In this op-ed, MIT climate research scientist Valerie J. Karplus contrasts raising CAFE standards with gas taxes. While the former may be more politically expedient, she shows how it is less effective in reducing emissions, oil reliance and driving.

2 minute read

February 26, 2013, 6:00 AM PST

By Irvin Dawid


While raising Corporate Average Fuel Economy (CAFE) standards may be more politically expedient, it is far less effective than increasing gas prices in reducing climate emissions, air pollution, and reliance on imported oil, according to Dr. Karplus. She also makes the case that the administration's new "54.5 MPG by 2025" regulation "will have no effect on the 230 million passenger vehicles on the road now".

While higher gas taxes can reduce driving for all vehicles on the road, increased fuel efficiency does just the opposite - known as the rebound effect or Jevon's Paradox.

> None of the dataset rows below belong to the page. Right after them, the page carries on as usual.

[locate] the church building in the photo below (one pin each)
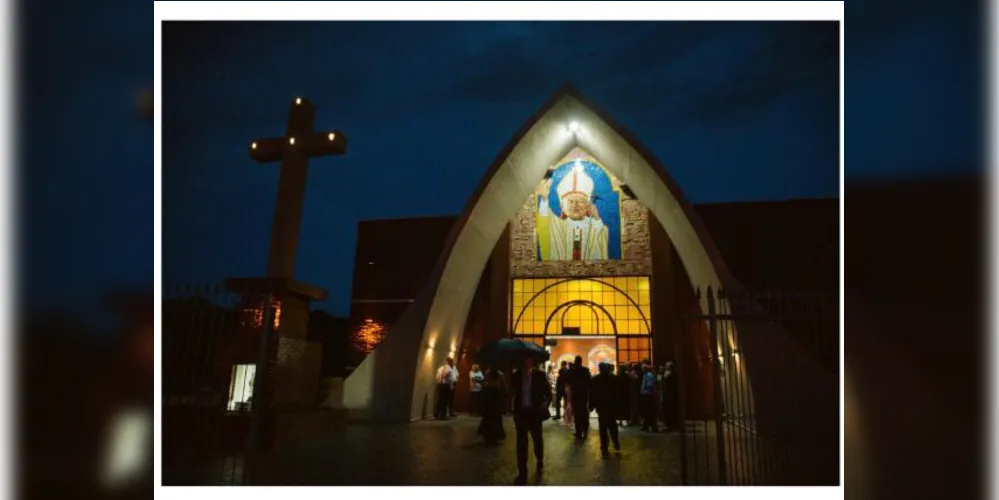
(576, 239)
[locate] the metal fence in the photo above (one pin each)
(210, 427)
(767, 410)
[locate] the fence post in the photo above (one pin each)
(716, 379)
(259, 407)
(678, 343)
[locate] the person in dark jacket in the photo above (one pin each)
(671, 397)
(634, 391)
(531, 397)
(604, 399)
(648, 398)
(560, 389)
(622, 399)
(580, 380)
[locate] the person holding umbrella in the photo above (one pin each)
(532, 395)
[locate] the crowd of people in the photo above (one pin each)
(632, 394)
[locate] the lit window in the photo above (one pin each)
(241, 387)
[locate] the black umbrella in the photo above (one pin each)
(510, 351)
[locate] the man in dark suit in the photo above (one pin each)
(560, 390)
(579, 379)
(531, 397)
(671, 397)
(604, 399)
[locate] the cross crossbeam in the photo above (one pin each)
(300, 143)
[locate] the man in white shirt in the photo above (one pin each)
(446, 378)
(454, 386)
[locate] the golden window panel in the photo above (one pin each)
(602, 303)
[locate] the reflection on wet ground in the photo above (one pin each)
(450, 453)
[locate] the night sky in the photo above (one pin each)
(736, 111)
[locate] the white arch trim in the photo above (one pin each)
(397, 381)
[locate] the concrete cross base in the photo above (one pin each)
(294, 427)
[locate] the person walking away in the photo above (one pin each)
(532, 395)
(661, 391)
(492, 397)
(648, 395)
(603, 399)
(580, 377)
(634, 390)
(623, 398)
(444, 389)
(560, 389)
(671, 397)
(475, 378)
(454, 387)
(567, 418)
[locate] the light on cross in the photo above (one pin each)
(300, 143)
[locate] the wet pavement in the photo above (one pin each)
(450, 453)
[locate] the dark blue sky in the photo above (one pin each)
(913, 108)
(738, 111)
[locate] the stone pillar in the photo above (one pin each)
(293, 362)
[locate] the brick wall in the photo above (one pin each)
(636, 256)
(296, 373)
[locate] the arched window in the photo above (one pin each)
(596, 306)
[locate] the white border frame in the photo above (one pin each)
(468, 11)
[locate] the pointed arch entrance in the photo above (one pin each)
(396, 381)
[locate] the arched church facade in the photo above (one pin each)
(576, 239)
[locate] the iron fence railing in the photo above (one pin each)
(213, 342)
(766, 412)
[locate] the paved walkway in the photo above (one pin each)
(450, 453)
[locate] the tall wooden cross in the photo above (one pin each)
(300, 143)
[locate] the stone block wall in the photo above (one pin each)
(636, 255)
(296, 374)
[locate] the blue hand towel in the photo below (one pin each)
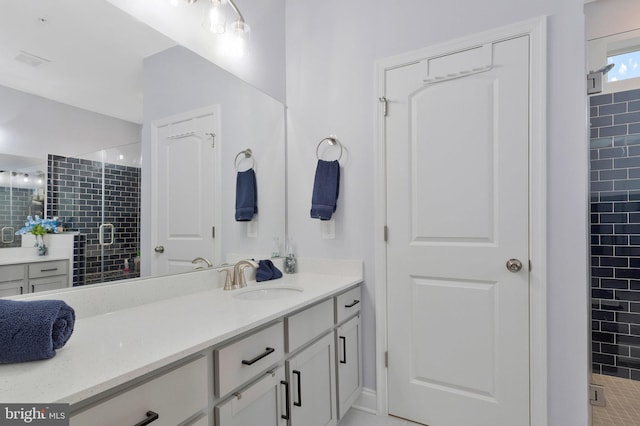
(246, 196)
(33, 330)
(267, 271)
(325, 189)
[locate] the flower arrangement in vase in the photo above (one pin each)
(39, 227)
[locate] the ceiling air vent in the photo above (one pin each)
(31, 59)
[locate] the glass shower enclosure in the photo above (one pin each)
(97, 195)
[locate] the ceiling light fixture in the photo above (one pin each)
(235, 35)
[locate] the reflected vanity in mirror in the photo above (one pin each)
(167, 80)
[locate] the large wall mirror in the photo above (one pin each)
(81, 85)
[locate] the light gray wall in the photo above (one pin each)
(33, 126)
(331, 50)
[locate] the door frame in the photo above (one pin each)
(536, 29)
(185, 116)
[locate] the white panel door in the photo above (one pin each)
(457, 211)
(186, 189)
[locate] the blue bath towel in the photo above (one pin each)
(246, 196)
(267, 271)
(325, 189)
(32, 330)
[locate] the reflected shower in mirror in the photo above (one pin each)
(70, 105)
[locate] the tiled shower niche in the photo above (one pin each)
(75, 192)
(615, 233)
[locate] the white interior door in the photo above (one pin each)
(457, 138)
(186, 188)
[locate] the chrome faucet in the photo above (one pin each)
(238, 272)
(202, 259)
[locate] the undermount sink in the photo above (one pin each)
(267, 293)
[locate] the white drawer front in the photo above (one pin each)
(244, 359)
(308, 324)
(175, 396)
(11, 273)
(48, 269)
(348, 304)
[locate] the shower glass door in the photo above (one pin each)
(98, 195)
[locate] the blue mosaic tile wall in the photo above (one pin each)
(615, 233)
(74, 194)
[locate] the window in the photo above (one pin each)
(627, 65)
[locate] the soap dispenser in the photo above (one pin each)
(290, 259)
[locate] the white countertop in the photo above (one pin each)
(109, 349)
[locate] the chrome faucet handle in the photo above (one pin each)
(202, 259)
(238, 272)
(228, 281)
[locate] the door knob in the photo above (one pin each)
(514, 265)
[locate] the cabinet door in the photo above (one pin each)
(349, 364)
(261, 403)
(48, 283)
(311, 374)
(12, 288)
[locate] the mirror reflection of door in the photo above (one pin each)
(185, 187)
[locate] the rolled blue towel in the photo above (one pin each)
(32, 330)
(326, 188)
(246, 196)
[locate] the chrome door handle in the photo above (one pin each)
(514, 265)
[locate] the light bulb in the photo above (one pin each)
(215, 21)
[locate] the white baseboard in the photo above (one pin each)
(367, 401)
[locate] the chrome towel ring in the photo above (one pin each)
(331, 140)
(247, 153)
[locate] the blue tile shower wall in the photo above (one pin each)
(615, 233)
(74, 194)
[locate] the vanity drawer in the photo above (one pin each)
(308, 324)
(11, 273)
(48, 269)
(175, 396)
(348, 304)
(244, 359)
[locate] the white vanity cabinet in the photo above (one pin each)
(311, 370)
(175, 397)
(12, 280)
(260, 403)
(348, 344)
(50, 275)
(348, 348)
(32, 277)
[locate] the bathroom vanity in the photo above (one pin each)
(282, 352)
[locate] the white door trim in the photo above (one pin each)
(537, 31)
(184, 116)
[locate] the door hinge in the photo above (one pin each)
(385, 104)
(596, 395)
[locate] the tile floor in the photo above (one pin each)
(360, 418)
(622, 398)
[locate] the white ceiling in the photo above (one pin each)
(94, 48)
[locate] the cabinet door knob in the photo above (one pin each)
(286, 414)
(151, 417)
(299, 402)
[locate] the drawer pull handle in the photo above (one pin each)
(266, 352)
(299, 403)
(151, 417)
(286, 414)
(351, 305)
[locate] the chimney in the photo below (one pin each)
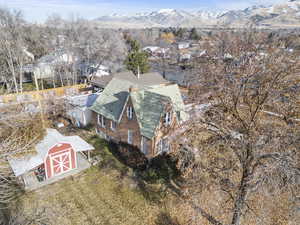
(133, 88)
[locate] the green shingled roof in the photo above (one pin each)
(148, 107)
(111, 101)
(148, 103)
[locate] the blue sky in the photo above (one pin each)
(38, 10)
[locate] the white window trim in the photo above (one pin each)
(111, 125)
(129, 112)
(101, 121)
(129, 137)
(168, 118)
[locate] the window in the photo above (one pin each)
(163, 145)
(144, 146)
(178, 115)
(113, 125)
(168, 118)
(101, 121)
(160, 146)
(129, 139)
(129, 112)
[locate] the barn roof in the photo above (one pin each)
(53, 137)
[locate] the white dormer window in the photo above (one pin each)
(167, 118)
(113, 125)
(101, 121)
(129, 112)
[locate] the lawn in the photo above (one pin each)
(104, 194)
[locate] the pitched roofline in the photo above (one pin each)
(123, 109)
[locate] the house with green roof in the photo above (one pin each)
(140, 115)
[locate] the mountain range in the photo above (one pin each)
(284, 15)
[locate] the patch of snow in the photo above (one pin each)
(167, 11)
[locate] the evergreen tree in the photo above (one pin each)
(137, 60)
(194, 34)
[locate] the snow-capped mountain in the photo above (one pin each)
(278, 15)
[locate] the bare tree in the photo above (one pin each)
(248, 140)
(12, 45)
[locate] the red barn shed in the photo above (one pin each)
(56, 155)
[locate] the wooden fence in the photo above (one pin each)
(41, 95)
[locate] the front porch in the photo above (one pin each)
(31, 181)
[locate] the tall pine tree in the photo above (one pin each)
(137, 60)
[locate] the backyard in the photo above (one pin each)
(107, 193)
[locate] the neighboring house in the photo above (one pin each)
(92, 70)
(46, 65)
(156, 51)
(185, 57)
(55, 157)
(183, 45)
(142, 116)
(99, 83)
(78, 109)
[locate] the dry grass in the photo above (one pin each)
(90, 198)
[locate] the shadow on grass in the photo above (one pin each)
(153, 178)
(164, 218)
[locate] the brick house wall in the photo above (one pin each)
(120, 134)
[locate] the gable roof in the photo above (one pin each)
(148, 107)
(53, 137)
(148, 103)
(112, 99)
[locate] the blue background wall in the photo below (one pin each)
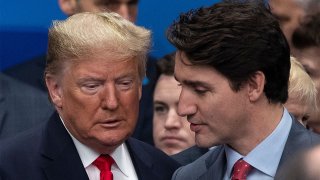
(24, 24)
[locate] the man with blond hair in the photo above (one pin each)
(95, 66)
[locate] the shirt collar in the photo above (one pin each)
(263, 157)
(87, 155)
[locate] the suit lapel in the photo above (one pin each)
(141, 161)
(60, 157)
(298, 139)
(216, 165)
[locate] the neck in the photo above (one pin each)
(263, 121)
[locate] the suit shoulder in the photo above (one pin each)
(189, 155)
(150, 153)
(193, 170)
(21, 144)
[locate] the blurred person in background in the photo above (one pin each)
(171, 132)
(290, 13)
(302, 100)
(306, 40)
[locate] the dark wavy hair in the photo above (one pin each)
(236, 38)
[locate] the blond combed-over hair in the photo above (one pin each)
(301, 85)
(86, 35)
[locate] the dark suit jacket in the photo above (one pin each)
(31, 73)
(21, 106)
(212, 165)
(189, 155)
(48, 153)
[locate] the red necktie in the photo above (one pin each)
(241, 170)
(104, 163)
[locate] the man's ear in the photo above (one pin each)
(68, 7)
(256, 86)
(55, 91)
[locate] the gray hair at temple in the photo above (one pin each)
(87, 35)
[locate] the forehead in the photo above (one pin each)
(190, 71)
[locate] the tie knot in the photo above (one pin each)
(104, 163)
(241, 170)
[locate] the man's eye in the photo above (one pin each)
(125, 85)
(90, 88)
(200, 90)
(160, 109)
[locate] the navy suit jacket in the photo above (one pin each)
(21, 106)
(31, 73)
(48, 153)
(213, 164)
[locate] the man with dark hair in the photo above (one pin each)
(306, 39)
(233, 64)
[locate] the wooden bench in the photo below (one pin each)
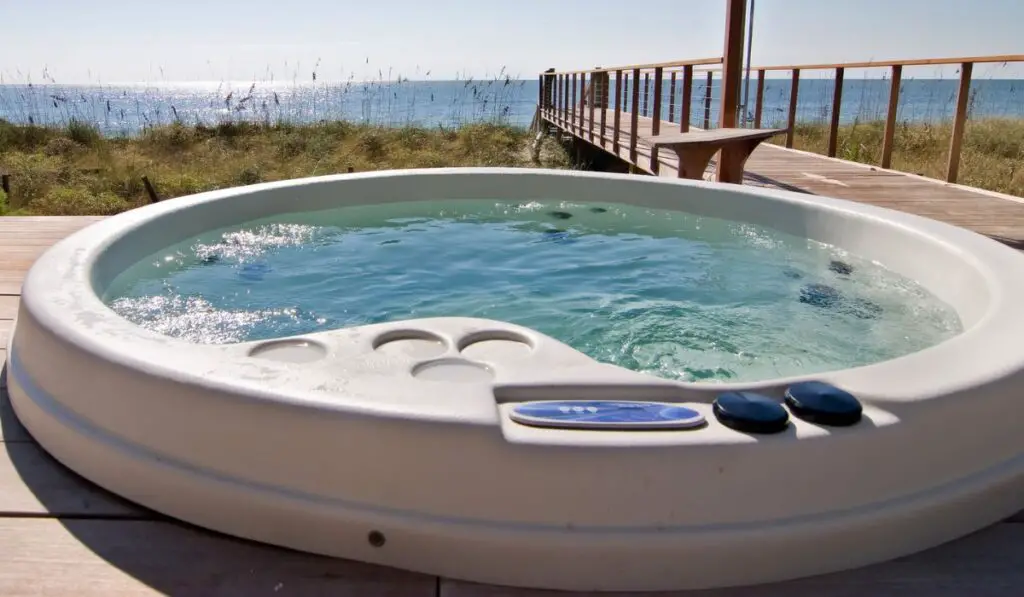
(695, 150)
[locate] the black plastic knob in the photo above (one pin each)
(751, 413)
(823, 403)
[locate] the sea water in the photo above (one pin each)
(665, 292)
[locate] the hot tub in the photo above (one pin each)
(407, 442)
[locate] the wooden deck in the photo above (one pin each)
(1000, 217)
(62, 536)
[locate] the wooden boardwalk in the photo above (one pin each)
(1000, 217)
(64, 536)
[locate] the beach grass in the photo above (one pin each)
(74, 170)
(991, 156)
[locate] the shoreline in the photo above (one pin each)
(76, 170)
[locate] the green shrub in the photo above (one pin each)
(67, 201)
(83, 133)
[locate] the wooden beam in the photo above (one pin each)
(652, 66)
(684, 107)
(732, 62)
(672, 96)
(887, 139)
(655, 117)
(646, 91)
(591, 98)
(837, 104)
(634, 118)
(794, 94)
(711, 80)
(759, 99)
(572, 104)
(616, 121)
(960, 121)
(583, 101)
(912, 62)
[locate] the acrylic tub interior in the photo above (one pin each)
(343, 365)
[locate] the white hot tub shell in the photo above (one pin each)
(392, 442)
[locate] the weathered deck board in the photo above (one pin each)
(32, 483)
(988, 563)
(64, 536)
(986, 213)
(109, 558)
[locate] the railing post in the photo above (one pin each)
(602, 100)
(590, 99)
(794, 94)
(565, 101)
(686, 99)
(732, 64)
(672, 96)
(887, 139)
(572, 105)
(558, 97)
(634, 117)
(646, 90)
(540, 94)
(616, 120)
(626, 91)
(759, 99)
(711, 79)
(583, 100)
(655, 123)
(960, 121)
(837, 105)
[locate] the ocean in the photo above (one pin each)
(126, 110)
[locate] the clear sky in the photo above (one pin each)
(78, 41)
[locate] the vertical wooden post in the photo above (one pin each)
(565, 101)
(646, 90)
(759, 99)
(732, 62)
(655, 115)
(616, 120)
(558, 93)
(583, 99)
(711, 80)
(626, 91)
(794, 94)
(634, 117)
(686, 99)
(672, 96)
(591, 99)
(572, 104)
(730, 163)
(837, 104)
(960, 121)
(887, 139)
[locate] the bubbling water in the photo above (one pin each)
(664, 292)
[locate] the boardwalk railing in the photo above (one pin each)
(580, 101)
(895, 79)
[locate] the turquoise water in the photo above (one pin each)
(665, 292)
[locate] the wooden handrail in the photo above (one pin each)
(564, 101)
(889, 64)
(650, 67)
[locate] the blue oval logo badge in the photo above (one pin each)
(606, 415)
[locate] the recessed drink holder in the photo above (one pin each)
(292, 350)
(496, 345)
(454, 370)
(412, 343)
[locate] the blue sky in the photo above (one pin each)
(189, 40)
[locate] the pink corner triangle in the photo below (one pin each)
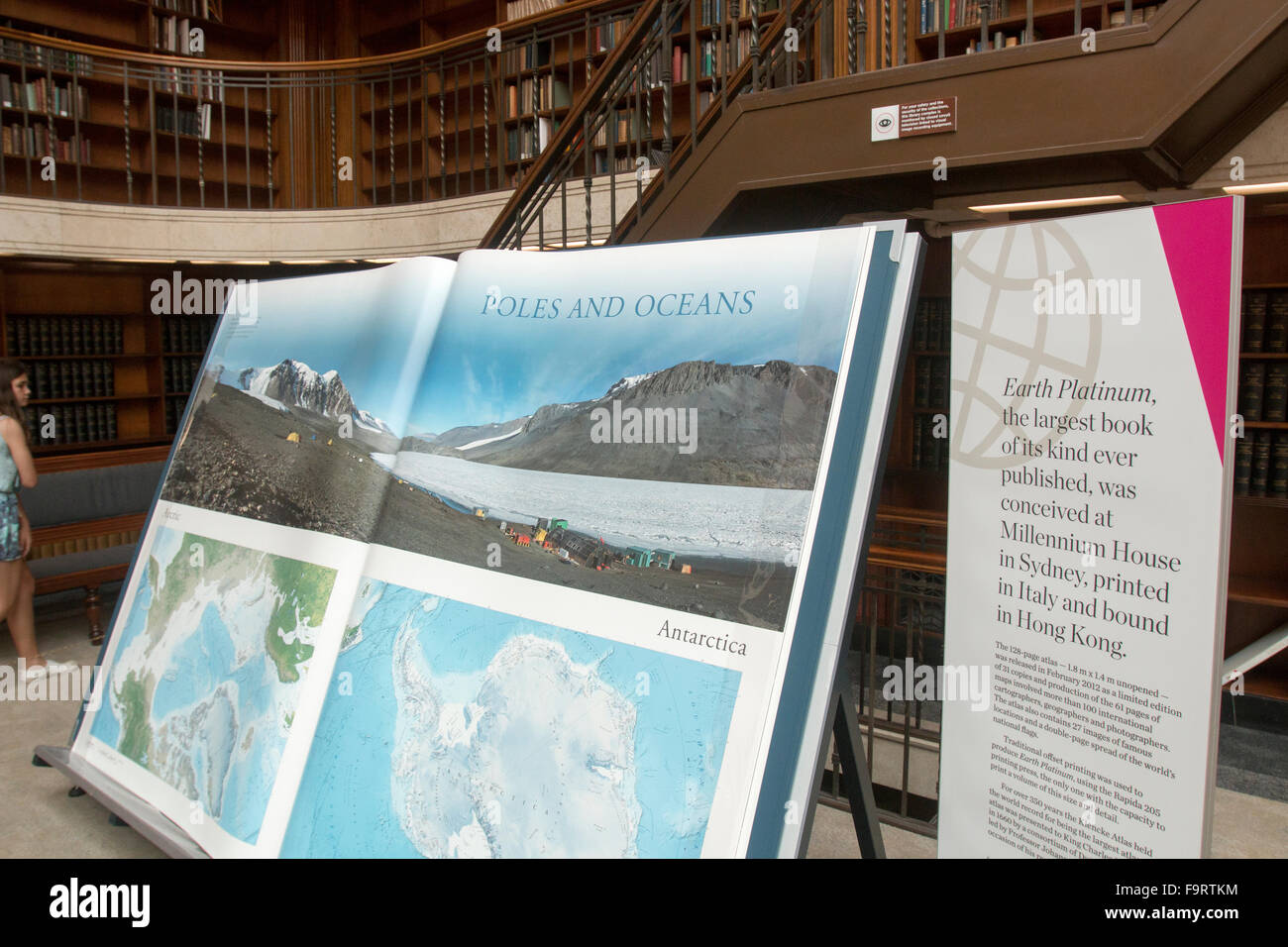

But what abut the regressivity of high gas taxes?  "(T)he gasoline tax is a tool of energy and transportation policy, not social policy, like the minimum wage", asserts Karplus.

How much more effective are higher gas taxes than higher CAFE standards in reducing fuel consumption and emissions?

In a paper published online this week in the journal Energy Economics, I and other scientists at the Massachusetts Institute of Technology estimate that the new standards will cost the economy on the whole — for the same reduction in gas use — at least six times more than a federal gas tax of roughly 45 cents per dollar of gasoline. That is because a gas tax provides immediate, direct incentives for drivers to reduce gasoline use, while the efficiency standards must squeeze the reduction out of new vehicles only.

Not stated in the op-ed is the "The Collision Course of Fuel Efficiency Standards and Transportation Revenue" for the Highway Trust Fund.  

The report, also summarized in MIT News: "The case of the missing gas tax", will hopefully add to the political dialog on the importance of raising gas taxes on top of the need to fully fund the Highway Trust Fund that under MAP-21 transportation reauthorization is now reliant on $18.8 Billion from the general fund according to the Congressional Budget Office (PDF).

The climate scientist states in her closing paragraph, "Increasing the (gas) tax, as part of a bipartisan budget deal, with a clear explanation to the public of its role in lowering oil imports and improving our air and highways, could be among the most important energy decisions we make."  

One can't but wonder in today's polarizing politics how likely a bipartisan budget deal is on any issue, least of all a tax that many political scientists have concluded may be impossible to increase. In such a climate, is increasing CAFE standards better than doing nothing?

Dr. Karplus is the China Energy and Climate Project Director in MIT's Joint Program on the Science and Policy of Global Change.